Ross finished the season with a school-record 88 receptions (which was also the highest total in the SEC), and became the second receiver in MSU history to post a 1,000-yard season.

===Senior season (2016)===
Ross missed Spring practice before the 2016 season with a groin injury. On October 22 in a game against Kentucky, Ross became the Bulldogs' career leader in receptions.

===Career statistics===

|  |  |  | Receiving |  |  |  | Rushing |  |  |  | Punt returns |  |  |  |
|---|---|---|---|---|---|---|---|---|---|---|---|---|---|---|
| Year | Team | Games | Rec | Yds | Long | TD | Att | Yds | Long | TD | Ret | Yds | Long | TD |
| 2013 | Mississippi State | 11 | 9 | 115 | 23 | 0 | 0 | 0 |  | 0 | 0 | 0 |  | 0 |
| 2014 | Mississippi State | 13 | 30 | 489 | 69 | 5 | 2 | 6 | 7 | 0 | 7 | 75 | 34 | 0 |
| 2015 | Mississippi State | 13 | 88 | 1,007 | 59 | 5 | 2 | 42 | 33 | 1 | 17 | 155 | 77 | 1 |
| 2016 | Mississippi State | 13 | 72 | 917 | 60 | 12 | 2 | 39 | 60 | 0 | 14 | 78 | 16 | 0 |
| Career |  | 50 | 199 | 2,528 | 69 | 22 | 6 | 87 | 46 | 1 | 36 | 293 | 77 | 1 |

==Professional career==
=== Carolina Panthers ===
Ross was not drafted in the 2017 NFL draft but signed with the Carolina Panthers following the draft. On September 1, 2017, he was placed on injured reserve after suffering a high ankle sprain.

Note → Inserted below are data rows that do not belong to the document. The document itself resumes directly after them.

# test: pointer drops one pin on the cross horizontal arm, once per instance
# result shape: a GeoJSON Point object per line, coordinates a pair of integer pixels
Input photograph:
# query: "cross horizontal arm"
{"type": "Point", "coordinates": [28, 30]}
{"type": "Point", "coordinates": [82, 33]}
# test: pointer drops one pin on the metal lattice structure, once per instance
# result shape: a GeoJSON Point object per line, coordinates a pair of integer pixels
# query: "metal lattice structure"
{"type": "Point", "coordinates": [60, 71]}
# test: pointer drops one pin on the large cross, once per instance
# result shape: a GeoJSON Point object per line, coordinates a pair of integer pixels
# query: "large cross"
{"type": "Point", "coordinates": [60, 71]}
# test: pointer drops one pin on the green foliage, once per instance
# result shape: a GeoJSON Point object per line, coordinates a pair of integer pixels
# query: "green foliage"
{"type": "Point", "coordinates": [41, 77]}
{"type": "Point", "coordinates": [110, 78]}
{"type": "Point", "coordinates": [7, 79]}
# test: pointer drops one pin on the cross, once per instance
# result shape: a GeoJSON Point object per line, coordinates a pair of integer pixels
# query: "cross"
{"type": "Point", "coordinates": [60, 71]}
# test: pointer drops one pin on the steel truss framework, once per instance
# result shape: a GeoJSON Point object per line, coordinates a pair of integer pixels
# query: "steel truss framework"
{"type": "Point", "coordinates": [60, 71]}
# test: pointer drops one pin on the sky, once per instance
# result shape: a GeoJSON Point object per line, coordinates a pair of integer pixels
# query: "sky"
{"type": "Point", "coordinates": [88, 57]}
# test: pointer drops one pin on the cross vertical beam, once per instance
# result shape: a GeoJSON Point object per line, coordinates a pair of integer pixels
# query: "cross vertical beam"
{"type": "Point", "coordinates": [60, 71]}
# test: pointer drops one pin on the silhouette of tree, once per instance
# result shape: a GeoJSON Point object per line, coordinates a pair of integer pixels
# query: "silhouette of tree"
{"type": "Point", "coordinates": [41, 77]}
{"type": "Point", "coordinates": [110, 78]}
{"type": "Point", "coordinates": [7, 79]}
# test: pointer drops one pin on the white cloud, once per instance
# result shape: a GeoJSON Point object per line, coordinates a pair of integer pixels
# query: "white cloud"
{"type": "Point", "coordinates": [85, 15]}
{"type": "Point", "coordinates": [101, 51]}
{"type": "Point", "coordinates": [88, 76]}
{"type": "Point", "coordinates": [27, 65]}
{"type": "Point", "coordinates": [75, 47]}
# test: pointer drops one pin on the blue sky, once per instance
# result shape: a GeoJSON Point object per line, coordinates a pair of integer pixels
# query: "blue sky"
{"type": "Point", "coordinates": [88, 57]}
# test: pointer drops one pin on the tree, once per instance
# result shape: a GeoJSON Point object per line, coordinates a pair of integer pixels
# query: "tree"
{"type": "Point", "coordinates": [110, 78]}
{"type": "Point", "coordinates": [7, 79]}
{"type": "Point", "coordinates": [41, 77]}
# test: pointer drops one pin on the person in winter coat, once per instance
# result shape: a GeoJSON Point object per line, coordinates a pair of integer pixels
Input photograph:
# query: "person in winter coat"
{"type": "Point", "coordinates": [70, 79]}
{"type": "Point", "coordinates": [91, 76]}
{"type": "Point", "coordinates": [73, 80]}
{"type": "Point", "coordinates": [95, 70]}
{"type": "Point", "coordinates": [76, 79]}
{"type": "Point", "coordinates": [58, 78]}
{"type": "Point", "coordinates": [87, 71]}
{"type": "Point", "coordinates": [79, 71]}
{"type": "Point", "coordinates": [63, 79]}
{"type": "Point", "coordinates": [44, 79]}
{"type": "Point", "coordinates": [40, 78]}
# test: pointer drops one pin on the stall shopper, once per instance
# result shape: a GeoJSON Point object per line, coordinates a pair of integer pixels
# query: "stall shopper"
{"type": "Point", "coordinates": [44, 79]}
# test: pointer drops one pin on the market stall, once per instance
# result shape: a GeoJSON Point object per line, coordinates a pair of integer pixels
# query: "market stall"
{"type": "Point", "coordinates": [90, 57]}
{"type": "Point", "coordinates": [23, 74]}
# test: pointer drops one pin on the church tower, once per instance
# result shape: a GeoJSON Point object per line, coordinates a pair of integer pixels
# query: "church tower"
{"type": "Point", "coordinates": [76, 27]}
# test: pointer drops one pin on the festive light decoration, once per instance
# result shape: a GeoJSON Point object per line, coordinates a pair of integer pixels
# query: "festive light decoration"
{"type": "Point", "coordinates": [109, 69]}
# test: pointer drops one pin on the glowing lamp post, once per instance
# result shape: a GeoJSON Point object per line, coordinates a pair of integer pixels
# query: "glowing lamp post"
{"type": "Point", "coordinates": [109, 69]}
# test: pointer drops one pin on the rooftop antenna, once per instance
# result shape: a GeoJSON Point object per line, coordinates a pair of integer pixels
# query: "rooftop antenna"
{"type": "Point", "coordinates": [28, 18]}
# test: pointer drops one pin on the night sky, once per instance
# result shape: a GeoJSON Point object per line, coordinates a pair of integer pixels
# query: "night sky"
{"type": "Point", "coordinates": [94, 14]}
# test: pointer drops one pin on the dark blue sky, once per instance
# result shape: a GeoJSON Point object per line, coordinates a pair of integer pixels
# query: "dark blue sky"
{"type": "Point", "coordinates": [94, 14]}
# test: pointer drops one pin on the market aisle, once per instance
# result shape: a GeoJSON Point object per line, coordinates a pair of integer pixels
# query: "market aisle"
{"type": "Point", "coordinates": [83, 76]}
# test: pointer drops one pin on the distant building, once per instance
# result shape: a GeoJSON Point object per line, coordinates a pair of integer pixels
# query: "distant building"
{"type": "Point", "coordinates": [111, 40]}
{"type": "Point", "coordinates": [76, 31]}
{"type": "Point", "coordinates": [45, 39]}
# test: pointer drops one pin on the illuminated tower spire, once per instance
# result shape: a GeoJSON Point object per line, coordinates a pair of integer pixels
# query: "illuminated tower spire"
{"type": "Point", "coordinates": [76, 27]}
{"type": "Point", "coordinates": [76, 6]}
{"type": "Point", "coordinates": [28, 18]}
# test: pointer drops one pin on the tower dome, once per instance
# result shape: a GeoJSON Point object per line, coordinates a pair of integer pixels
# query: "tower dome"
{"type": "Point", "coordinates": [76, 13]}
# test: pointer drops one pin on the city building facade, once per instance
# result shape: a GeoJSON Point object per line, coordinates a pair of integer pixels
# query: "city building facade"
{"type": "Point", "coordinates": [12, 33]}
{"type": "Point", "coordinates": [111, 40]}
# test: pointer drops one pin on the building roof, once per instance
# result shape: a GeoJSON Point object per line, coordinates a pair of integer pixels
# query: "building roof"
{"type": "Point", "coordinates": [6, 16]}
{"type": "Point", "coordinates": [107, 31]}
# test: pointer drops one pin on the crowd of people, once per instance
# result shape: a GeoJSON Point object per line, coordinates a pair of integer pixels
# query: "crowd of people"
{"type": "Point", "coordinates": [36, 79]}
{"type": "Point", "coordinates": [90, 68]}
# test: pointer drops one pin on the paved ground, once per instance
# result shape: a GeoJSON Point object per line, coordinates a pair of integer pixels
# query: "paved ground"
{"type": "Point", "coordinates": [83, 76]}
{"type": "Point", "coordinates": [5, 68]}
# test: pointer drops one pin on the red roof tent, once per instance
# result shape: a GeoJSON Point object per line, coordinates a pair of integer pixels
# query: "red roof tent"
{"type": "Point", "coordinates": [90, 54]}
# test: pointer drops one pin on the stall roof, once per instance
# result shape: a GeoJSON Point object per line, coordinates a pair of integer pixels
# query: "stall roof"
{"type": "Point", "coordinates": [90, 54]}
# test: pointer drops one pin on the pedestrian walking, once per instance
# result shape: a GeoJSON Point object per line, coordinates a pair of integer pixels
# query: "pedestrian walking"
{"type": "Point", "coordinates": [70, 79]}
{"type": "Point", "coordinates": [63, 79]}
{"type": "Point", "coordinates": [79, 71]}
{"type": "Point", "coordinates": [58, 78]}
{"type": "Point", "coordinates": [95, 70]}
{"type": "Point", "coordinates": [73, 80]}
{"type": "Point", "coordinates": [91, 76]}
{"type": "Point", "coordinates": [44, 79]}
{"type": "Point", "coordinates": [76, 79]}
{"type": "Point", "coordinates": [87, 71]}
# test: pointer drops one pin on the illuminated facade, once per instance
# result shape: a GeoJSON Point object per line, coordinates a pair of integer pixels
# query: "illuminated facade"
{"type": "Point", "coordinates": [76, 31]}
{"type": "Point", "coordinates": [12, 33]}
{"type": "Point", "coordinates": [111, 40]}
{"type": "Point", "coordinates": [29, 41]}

On August 19, 2018, Ross was waived/injured by the Panthers with a hip injury and was placed on injured reserve. He was released on September 25, 2018.

===Seattle Dragons===
Ross was drafted by the Seattle Dragons 3rd round of the 2020 XFL Draft. The XFL is set to begin in February 2020. He was waived during final roster cuts on January 22, 2020.